Page:Weil - La Source grecque, 1953.djvu/67

Le texte de cette page a été corrigé et est conforme au fac-similé.

Aux yeux d’Antigone, cette soumission est une lâcheté. Elle agira seule.

Cependant les citoyens de Thèbes, tout joyeux de la victoire et de la paix reconquise, célèbrent l’aube du jour nouveau :


Rayon de soleil,
tu apportes à Thèbes la plus belle lumière.
Tu t’es montré enfin,
ô vil du jour doré…


On s’aperçoit bientôt que quelqu’un a essayé de commencer à ensevelir le cadavre ; on ne tarde pas à prendre Antigone sur le fait ; on l’amène devant le roi. Pour lui, il y a avant tout dans cette affaire une question d’autorité. L’ordre de l’État exige que l’autorité du chef soit respectée. Dans ce qu’Antigone vient de faire, il voit d’abord un acte de désobéissance. Il у voit aussi un acte de solidarité envers un traître à la patrie. C’est pourquoi il lui parle durement. Quant à elle, elle ne nie rien. Elle se sait perdue. Mais elle ne se trouble pas un instant.


Tes ordres, à ce que je pense, ont moins d’autorité
que les lois non écrites et imprescriptibles de Dieu.
Tous ceux qui sont présents ici m’approuvent.
Ils le diraient, si la crainte ne leur fermait la bouche.
Mais les chefs possèdent bien des privilèges, et surtout
celui d’agir et de parler comme il leur plaît.

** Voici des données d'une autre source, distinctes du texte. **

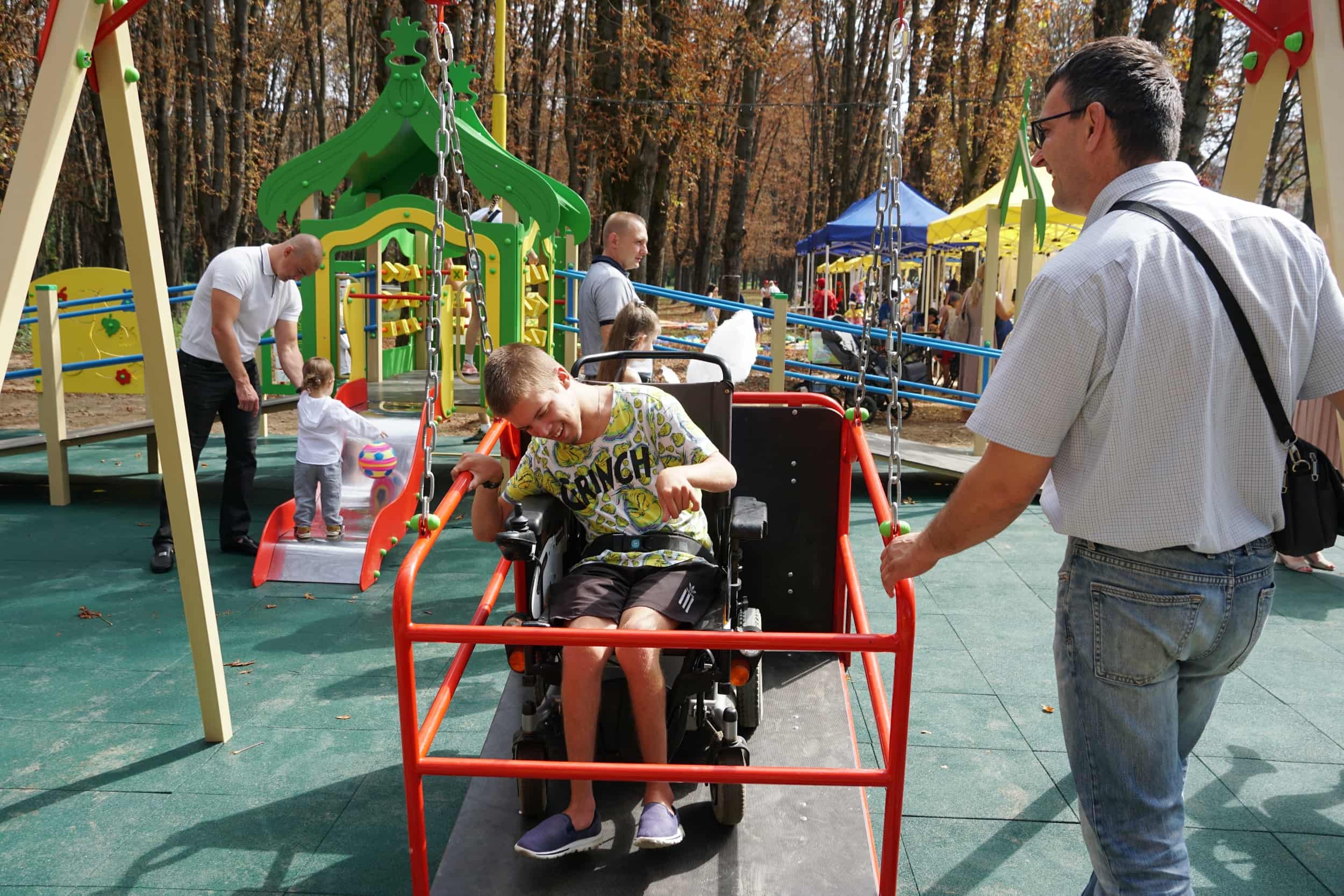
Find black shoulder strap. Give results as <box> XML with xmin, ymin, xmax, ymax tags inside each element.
<box><xmin>1109</xmin><ymin>199</ymin><xmax>1297</xmax><ymax>445</ymax></box>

Un dialogue s’engage entre eux. Lui juge tout du point de vue de l’État ; elle se place toujours à un autre point de vue, qui lui paraît supérieur. Il rappelle que les deux frères ne sont pas morts dans les mêmes conditions :


L’un attaquait sa patrie, l’autre la défendait.
Faut-il traiter de la même manière l’honnête homme et le coupable ?
— Qui sait si ces distinctions sont valables chez les morts ?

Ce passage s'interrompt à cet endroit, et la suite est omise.